5. Conflicting styles in one prompt
«Photorealistic cartoon», «minimalist detailed», «realistic stylized» — conflict without explanation. The model can't reconcile mutually exclusive instructions. If a stylistic blend is needed, describe it explicitly: «realistic rendering with subtle anime-inspired proportions».
Before / after examples
Example 1
Before
beautiful ginger cat
After
A close-up portrait of a ginger tabby cat sitting on an old wooden windowsill, warm afternoon light filtering through lace curtains. Soft autumn garden visible through the window in soft bokeh. Shot on 50mm lens, shallow depth of field, photorealistic, muted warm palette.
Key change: visual specificity instead of a generic adjective.
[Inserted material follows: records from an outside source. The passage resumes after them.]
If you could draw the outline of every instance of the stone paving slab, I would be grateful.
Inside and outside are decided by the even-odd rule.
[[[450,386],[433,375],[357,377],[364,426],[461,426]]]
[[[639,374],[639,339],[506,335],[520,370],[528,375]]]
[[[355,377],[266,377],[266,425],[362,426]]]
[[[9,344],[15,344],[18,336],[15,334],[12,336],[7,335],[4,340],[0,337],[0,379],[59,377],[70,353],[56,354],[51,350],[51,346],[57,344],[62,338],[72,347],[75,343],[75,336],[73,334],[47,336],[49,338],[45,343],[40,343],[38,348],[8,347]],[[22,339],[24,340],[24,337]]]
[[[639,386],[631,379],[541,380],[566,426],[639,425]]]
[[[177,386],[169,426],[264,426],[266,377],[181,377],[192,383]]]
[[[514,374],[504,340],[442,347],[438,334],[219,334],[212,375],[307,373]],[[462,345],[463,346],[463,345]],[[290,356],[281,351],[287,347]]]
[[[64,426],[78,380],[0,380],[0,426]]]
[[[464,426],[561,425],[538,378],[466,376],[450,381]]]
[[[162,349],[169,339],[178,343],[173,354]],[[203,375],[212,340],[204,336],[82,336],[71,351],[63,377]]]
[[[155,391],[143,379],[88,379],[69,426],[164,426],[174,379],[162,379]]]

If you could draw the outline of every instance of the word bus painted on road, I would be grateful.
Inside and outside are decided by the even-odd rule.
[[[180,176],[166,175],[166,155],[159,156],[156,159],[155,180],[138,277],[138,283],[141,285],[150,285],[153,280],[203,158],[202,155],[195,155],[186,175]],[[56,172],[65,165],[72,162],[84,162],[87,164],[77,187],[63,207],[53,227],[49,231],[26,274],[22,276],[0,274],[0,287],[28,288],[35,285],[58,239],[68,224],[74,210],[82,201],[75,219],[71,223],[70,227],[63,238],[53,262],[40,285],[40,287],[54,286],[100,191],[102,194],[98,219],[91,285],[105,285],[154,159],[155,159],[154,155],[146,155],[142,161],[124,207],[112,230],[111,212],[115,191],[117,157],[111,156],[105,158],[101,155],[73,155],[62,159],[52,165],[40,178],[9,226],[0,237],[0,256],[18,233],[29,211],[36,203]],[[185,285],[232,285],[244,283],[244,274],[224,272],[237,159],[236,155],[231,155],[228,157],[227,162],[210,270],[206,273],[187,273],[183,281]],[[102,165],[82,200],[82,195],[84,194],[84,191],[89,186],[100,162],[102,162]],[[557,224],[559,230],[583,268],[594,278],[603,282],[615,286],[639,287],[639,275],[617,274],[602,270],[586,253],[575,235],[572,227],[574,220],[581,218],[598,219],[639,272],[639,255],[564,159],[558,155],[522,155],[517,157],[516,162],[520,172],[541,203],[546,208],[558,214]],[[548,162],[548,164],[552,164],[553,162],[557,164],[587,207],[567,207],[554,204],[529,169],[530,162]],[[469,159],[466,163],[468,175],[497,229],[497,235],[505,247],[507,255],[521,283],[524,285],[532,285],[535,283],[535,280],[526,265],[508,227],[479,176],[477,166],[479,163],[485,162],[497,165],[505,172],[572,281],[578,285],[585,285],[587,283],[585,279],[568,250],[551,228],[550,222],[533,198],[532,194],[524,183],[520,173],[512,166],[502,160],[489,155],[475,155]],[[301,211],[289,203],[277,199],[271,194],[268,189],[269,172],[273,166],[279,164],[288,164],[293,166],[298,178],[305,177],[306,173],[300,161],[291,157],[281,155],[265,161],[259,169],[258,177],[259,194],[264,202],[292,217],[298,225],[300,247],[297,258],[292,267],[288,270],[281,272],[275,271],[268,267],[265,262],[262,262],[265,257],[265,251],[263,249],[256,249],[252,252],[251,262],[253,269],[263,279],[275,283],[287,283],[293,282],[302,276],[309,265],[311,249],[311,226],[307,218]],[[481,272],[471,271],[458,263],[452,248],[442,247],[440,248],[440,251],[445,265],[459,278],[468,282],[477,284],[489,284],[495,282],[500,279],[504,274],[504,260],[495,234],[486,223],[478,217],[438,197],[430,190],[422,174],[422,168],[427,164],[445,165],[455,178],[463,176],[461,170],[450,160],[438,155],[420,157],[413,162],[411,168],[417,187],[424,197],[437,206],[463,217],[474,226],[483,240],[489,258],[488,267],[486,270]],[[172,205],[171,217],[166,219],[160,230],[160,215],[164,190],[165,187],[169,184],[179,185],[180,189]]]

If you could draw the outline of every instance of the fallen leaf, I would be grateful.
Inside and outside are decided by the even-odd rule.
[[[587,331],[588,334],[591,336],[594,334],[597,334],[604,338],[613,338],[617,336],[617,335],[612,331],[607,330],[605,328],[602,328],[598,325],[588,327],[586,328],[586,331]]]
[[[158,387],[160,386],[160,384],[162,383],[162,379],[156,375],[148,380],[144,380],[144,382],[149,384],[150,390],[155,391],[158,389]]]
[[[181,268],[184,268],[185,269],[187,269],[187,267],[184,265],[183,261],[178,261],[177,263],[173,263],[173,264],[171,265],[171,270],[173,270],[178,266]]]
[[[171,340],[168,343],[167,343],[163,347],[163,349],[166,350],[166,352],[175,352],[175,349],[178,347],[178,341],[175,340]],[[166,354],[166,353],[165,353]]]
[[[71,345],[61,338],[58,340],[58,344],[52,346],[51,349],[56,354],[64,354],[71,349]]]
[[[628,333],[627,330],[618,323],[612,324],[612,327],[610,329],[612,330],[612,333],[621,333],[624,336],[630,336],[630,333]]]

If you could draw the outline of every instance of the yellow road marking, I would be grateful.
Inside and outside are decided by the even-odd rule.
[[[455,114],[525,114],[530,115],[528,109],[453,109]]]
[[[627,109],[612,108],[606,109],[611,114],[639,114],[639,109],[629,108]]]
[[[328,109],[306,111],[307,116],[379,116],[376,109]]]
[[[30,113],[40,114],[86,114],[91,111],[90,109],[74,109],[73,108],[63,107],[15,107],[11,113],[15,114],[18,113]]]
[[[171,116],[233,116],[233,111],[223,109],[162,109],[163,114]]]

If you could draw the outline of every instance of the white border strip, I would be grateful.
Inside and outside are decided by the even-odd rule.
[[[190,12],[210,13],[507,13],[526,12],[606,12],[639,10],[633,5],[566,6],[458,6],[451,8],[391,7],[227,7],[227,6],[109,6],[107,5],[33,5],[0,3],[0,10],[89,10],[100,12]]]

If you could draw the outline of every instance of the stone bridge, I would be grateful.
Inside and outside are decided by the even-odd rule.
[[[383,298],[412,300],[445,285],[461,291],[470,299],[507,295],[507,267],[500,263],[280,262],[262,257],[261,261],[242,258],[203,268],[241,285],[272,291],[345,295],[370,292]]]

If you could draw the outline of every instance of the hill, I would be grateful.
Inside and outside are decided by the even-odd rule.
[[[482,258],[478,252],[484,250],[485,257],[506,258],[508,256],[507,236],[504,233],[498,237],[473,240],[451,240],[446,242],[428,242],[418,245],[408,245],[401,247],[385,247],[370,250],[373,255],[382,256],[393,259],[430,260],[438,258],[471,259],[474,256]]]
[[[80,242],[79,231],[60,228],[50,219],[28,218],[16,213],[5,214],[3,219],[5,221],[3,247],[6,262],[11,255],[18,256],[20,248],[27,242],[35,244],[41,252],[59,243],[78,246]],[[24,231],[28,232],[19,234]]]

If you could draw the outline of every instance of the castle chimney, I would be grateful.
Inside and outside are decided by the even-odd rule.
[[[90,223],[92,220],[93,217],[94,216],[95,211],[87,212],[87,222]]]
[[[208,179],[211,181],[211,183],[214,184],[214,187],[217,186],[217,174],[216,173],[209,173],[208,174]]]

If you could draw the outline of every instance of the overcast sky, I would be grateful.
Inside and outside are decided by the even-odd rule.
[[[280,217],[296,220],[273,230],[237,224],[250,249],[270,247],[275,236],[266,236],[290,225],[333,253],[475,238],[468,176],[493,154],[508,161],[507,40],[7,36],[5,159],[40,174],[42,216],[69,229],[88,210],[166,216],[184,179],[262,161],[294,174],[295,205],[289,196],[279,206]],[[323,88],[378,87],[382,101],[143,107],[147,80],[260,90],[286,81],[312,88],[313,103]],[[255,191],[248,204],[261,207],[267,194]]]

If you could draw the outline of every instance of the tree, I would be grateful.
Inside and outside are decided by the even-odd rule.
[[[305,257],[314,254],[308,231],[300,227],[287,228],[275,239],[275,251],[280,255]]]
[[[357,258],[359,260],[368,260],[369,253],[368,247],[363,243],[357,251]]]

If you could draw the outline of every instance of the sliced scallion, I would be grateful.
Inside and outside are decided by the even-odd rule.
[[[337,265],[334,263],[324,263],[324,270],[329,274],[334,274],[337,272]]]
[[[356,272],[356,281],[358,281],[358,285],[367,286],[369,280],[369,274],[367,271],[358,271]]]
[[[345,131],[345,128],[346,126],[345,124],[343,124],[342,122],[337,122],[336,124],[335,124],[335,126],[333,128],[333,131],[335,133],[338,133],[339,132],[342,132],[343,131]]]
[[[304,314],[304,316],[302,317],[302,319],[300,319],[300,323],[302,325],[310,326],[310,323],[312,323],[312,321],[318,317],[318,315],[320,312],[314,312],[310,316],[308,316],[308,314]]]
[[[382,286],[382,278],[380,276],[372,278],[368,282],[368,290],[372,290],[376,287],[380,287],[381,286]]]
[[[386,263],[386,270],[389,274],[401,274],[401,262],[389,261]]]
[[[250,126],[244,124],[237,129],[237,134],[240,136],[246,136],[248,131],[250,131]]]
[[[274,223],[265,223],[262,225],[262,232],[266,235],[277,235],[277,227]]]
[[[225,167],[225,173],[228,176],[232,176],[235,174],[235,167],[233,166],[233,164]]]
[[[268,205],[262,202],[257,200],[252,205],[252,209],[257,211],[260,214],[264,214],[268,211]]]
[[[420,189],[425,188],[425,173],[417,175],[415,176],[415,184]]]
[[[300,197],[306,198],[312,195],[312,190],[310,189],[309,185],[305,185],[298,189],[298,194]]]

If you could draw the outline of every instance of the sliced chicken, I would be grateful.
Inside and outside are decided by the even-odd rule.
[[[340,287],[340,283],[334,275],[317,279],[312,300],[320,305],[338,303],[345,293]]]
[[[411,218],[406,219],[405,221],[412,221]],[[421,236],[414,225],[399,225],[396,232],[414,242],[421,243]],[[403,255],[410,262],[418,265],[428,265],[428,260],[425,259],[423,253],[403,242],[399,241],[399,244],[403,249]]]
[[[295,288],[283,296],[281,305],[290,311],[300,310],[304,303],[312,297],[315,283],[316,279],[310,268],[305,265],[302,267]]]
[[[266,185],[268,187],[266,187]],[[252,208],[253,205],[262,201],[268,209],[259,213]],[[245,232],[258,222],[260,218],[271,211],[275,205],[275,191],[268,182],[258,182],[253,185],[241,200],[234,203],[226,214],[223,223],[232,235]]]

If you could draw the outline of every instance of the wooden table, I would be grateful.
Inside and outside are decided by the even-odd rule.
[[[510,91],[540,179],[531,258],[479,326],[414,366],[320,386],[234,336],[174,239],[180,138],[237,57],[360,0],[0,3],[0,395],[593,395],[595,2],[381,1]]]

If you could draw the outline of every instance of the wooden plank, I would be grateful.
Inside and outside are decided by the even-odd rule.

Concrete environment, camera terms, lighting, medium.
Example 2
Before
café with a menu
After
A chalkboard café menu mounted on an exposed brick wall, listing "Espresso $3", "Flat White $4.50", and "Lavender Latte $5" in elegant white chalk handwriting. Warm pendant lighting from above, shallow depth of field, blurred coffee shop interior in the background. Editorial café photography, quality="high".
Exact text in quotes, specific font, placement, lighting. `quality="high"` for clean small text — mandatory.
Example 3
Before
masterpiece, best quality, 8K, ultra HD, hyper-realistic, 1girl, beautiful, dress, garden
After
A young woman in her twenties wearing a flowing pale yellow linen dress, walking through a sunlit cottage garden in early summer. Soft natural light, golden hour warmth, shallow depth of field. Shot on 85mm lens at f/1.8, candid documentary style, subtle film grain, muted earthy palette.
Stable Diffusion style (comma-separated tags, quality boosters, `1girl`) is ignored or handled poorly by GPT Image. A coherent description with camera terms hits the target.